Deadhead the perennials once the bloom is spent.
The plant will then put energy back into to the plant as opposed to making seed. Lack of seed means less weeding in the spring and there is a chance of a second flush of flowers.
Annuals are less likely to need deadheading as many of the varieties grown by greenhouses today are incapable of setting seed.
Lack of seed means the plant will continue to bloom all summer.
Annuals that were started by seed will set seed and need to have their dead flowers removed.
Once the seed has developed, the plant has completed its life cycle and will produce few if any flowers. Deadheading is a necessity to keep seeded plants flowering.
Weeding is part of gardening.
Removing weeds before they flower insures that there will be less weeds next season.
That being said, do not trample and destroy the garden to remove weeds.
Compost will kill seeds if it is hot enough for a long enough period of time but most often seeds are still viable after going through the average backyard compost.

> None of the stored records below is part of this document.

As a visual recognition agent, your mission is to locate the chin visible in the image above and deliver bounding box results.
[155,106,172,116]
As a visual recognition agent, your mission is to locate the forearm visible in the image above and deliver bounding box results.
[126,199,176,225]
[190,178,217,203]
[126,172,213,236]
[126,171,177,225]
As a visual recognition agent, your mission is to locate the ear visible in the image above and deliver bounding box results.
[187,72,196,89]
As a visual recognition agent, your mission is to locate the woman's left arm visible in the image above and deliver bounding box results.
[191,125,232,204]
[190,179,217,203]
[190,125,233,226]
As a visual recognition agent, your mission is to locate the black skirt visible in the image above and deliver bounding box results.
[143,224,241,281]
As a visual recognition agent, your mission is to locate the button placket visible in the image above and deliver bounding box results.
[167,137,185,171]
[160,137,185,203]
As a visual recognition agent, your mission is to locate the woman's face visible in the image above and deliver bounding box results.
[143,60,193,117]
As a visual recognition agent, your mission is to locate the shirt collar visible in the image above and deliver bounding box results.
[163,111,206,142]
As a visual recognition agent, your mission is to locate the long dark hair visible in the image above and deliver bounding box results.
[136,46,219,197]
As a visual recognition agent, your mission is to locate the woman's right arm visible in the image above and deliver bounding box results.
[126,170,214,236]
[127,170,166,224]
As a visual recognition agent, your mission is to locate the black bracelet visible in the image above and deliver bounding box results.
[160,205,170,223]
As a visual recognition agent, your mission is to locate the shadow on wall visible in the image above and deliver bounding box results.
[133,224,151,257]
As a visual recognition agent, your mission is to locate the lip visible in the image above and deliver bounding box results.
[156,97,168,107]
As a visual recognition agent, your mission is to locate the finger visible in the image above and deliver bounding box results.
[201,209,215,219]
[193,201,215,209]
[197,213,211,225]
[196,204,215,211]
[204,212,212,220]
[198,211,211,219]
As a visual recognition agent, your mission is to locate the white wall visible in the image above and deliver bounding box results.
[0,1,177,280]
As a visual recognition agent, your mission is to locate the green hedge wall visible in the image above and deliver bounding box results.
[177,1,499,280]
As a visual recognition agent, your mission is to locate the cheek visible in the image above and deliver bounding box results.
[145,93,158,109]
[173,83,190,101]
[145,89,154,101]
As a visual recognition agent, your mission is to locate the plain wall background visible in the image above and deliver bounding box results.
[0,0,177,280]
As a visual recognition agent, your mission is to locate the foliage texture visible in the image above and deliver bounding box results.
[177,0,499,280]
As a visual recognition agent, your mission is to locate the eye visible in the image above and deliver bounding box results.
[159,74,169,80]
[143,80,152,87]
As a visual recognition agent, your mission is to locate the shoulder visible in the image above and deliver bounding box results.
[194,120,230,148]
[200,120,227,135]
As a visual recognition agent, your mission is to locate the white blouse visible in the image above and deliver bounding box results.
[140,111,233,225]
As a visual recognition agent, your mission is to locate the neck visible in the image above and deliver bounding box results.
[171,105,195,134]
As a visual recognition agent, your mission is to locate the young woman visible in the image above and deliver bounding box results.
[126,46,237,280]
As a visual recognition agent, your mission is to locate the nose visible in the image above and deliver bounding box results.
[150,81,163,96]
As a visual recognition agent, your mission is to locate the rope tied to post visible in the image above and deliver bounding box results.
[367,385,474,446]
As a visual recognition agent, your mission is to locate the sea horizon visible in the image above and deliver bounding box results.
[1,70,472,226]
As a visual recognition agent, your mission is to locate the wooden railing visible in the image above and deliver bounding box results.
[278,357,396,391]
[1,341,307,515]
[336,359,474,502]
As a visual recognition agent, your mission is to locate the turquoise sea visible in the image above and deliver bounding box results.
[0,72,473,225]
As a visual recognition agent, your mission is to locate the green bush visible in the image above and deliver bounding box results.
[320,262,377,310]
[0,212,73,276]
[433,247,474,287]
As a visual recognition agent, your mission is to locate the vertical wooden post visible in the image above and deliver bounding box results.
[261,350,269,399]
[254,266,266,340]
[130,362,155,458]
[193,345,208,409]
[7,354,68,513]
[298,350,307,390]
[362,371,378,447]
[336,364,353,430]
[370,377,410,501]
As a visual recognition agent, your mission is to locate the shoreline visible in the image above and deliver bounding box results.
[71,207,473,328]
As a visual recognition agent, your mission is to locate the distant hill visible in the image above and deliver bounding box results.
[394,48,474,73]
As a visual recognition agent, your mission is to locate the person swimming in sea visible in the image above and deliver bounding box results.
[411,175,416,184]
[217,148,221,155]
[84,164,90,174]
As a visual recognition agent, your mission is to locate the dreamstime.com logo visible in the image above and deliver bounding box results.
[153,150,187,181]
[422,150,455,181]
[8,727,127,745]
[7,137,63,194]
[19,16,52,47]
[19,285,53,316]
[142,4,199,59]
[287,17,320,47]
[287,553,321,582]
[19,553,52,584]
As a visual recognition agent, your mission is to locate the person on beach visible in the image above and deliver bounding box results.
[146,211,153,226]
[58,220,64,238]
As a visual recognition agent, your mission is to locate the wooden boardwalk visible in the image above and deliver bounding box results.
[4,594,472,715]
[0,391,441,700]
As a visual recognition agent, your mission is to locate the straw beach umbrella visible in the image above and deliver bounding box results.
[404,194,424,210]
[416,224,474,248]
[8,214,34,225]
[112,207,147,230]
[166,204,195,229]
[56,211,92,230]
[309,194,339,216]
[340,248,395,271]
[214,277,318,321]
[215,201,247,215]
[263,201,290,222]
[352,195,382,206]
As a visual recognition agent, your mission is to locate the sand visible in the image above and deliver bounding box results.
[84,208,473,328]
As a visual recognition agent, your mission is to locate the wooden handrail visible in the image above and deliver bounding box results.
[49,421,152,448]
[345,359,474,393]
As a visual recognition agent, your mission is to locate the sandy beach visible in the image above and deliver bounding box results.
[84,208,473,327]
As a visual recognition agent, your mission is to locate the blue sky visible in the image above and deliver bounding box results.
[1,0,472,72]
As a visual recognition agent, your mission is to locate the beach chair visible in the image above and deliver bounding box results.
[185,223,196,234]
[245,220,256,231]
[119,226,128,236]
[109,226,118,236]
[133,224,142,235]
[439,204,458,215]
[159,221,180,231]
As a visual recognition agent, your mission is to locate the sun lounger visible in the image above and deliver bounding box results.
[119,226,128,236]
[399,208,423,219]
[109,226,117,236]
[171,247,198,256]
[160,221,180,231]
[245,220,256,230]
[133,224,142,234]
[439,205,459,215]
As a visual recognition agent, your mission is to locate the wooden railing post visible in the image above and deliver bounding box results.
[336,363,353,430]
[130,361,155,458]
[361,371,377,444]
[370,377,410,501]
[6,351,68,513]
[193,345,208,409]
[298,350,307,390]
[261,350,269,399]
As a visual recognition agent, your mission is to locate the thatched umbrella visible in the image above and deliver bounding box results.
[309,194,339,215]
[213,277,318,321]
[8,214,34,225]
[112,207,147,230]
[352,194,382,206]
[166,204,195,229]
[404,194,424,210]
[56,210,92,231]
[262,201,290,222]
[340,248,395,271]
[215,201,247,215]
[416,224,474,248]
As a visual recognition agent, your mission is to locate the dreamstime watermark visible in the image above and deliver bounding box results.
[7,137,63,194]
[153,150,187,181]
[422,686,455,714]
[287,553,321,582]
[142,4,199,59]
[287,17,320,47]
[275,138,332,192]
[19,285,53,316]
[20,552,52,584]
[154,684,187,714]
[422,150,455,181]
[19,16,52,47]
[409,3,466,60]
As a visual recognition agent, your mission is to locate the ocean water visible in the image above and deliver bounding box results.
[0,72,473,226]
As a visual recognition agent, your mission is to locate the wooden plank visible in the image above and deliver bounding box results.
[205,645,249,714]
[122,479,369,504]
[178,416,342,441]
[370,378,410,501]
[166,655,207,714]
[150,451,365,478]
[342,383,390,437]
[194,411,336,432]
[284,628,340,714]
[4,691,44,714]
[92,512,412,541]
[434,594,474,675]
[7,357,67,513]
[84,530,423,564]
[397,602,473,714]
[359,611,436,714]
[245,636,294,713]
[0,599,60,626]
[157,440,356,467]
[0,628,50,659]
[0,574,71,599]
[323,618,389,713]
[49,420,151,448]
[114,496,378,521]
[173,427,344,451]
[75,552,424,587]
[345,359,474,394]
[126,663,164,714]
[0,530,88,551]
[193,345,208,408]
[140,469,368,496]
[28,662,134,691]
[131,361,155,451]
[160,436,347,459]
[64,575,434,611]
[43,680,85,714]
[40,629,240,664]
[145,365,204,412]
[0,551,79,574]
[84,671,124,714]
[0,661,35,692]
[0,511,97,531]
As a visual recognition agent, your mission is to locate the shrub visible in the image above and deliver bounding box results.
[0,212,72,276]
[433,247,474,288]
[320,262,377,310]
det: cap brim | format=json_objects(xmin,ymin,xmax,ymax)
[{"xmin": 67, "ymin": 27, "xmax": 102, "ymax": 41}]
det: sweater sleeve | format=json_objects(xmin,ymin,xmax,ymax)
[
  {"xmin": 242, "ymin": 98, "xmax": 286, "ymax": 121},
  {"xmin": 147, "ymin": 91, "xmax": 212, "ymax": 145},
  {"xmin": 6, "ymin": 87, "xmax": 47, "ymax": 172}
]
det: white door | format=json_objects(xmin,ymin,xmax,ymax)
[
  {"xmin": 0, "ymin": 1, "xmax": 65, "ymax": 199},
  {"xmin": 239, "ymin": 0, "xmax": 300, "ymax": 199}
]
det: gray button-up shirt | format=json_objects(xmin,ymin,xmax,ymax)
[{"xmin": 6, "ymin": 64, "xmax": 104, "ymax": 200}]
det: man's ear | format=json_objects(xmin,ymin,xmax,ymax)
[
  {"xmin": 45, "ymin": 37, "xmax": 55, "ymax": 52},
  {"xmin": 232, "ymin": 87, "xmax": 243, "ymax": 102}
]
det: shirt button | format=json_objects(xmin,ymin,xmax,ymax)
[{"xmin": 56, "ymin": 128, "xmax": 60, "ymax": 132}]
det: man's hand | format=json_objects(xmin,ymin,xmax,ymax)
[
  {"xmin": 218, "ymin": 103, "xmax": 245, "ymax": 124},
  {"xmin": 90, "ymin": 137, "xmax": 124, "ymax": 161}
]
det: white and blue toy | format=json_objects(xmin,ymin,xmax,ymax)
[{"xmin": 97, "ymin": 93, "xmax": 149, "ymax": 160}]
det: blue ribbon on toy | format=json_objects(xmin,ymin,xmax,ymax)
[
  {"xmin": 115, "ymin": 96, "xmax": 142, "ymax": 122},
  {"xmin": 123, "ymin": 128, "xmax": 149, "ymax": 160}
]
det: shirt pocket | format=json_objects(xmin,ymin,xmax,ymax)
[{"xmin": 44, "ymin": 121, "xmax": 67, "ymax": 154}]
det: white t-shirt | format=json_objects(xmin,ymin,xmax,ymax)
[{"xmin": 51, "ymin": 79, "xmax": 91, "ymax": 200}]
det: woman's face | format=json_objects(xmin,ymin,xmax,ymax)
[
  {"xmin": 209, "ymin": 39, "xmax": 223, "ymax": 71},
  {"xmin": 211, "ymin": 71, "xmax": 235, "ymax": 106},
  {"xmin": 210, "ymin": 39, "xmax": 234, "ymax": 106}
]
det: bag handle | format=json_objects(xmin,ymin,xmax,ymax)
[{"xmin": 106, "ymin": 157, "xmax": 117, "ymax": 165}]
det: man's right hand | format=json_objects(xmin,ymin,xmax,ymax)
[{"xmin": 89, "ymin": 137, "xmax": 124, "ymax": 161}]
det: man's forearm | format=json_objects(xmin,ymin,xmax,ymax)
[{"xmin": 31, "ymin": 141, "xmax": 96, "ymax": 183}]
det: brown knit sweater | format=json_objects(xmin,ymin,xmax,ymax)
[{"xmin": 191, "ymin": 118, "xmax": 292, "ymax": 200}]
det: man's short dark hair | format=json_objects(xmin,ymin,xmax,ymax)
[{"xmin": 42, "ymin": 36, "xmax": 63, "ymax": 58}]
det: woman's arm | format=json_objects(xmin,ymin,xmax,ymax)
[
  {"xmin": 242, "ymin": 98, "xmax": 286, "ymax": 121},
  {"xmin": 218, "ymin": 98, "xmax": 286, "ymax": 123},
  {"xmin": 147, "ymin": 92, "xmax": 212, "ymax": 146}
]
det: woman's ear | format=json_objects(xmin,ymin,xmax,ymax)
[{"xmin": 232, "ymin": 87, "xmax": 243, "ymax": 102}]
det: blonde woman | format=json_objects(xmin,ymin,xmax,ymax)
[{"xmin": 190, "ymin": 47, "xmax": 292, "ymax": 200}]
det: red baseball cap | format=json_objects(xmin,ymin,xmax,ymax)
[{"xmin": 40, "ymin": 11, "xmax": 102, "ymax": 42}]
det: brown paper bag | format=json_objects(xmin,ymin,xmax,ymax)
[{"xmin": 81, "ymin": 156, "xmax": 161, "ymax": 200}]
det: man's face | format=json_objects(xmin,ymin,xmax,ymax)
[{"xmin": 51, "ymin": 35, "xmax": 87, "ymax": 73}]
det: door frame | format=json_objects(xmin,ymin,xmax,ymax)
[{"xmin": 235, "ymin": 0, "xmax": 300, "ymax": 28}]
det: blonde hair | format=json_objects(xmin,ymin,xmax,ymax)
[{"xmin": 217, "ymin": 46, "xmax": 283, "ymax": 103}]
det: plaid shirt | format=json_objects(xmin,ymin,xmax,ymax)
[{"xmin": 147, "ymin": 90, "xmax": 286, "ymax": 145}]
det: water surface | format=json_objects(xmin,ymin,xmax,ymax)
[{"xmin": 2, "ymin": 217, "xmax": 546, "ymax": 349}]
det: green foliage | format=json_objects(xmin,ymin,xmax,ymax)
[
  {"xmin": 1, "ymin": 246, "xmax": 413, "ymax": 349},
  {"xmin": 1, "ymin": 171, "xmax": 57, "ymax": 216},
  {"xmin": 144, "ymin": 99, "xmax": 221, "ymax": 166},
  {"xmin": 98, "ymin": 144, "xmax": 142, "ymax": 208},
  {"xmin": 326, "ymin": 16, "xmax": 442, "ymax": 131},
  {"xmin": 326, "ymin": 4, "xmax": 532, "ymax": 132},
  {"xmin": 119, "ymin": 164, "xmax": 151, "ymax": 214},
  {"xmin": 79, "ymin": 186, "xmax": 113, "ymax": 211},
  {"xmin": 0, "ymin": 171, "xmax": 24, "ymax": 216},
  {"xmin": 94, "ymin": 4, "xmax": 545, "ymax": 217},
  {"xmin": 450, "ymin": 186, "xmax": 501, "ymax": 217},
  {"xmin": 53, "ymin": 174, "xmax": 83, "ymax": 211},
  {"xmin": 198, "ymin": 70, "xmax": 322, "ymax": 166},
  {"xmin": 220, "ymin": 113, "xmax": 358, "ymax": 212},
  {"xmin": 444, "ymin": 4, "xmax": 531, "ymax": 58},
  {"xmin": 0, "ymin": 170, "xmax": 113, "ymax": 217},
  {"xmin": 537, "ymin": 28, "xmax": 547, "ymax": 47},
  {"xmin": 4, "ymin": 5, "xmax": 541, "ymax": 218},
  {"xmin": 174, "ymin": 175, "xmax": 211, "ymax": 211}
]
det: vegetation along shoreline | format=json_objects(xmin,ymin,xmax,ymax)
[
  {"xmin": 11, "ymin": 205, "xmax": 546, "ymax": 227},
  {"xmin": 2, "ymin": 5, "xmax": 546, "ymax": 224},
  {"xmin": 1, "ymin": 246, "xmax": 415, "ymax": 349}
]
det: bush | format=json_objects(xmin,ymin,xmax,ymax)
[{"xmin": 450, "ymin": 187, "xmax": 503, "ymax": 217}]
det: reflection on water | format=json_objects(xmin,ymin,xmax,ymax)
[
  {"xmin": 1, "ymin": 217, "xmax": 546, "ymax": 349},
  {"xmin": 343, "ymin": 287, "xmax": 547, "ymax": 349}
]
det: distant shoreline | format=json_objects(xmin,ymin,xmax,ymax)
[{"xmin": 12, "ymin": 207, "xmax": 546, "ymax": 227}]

Chickweed is a problem for many gardeners. It forms a mat along the ground and breaks when it is pulled.
Each piece that is pulled is capable of forming a new plant. It can be pulled and placed in a bucket and removed from the garden but this is time consuming. Hoeing, raking and removing the weed has proven successful.
Once the chickweed has been removed, the soil dries and no longer provides the ideal growing conditions for the weed.
Cultivation also works if it is repeated regularly, keeping the soil black, otherwise the cultivator will break the plant into pieces and replant it.
There is always a better kill when weeding is completed on a hot day.
Planters need to be watered and fertilized on a regular basis to keep the plants healthy.
Very little, if any, soil is in commercial soil mixes.
That means that the plants rely on the fertilizer for all their nutrients. Always follow the instructions on the fertilizer container.
It just takes a little bit of time now to keep the garden looking great the rest of the season.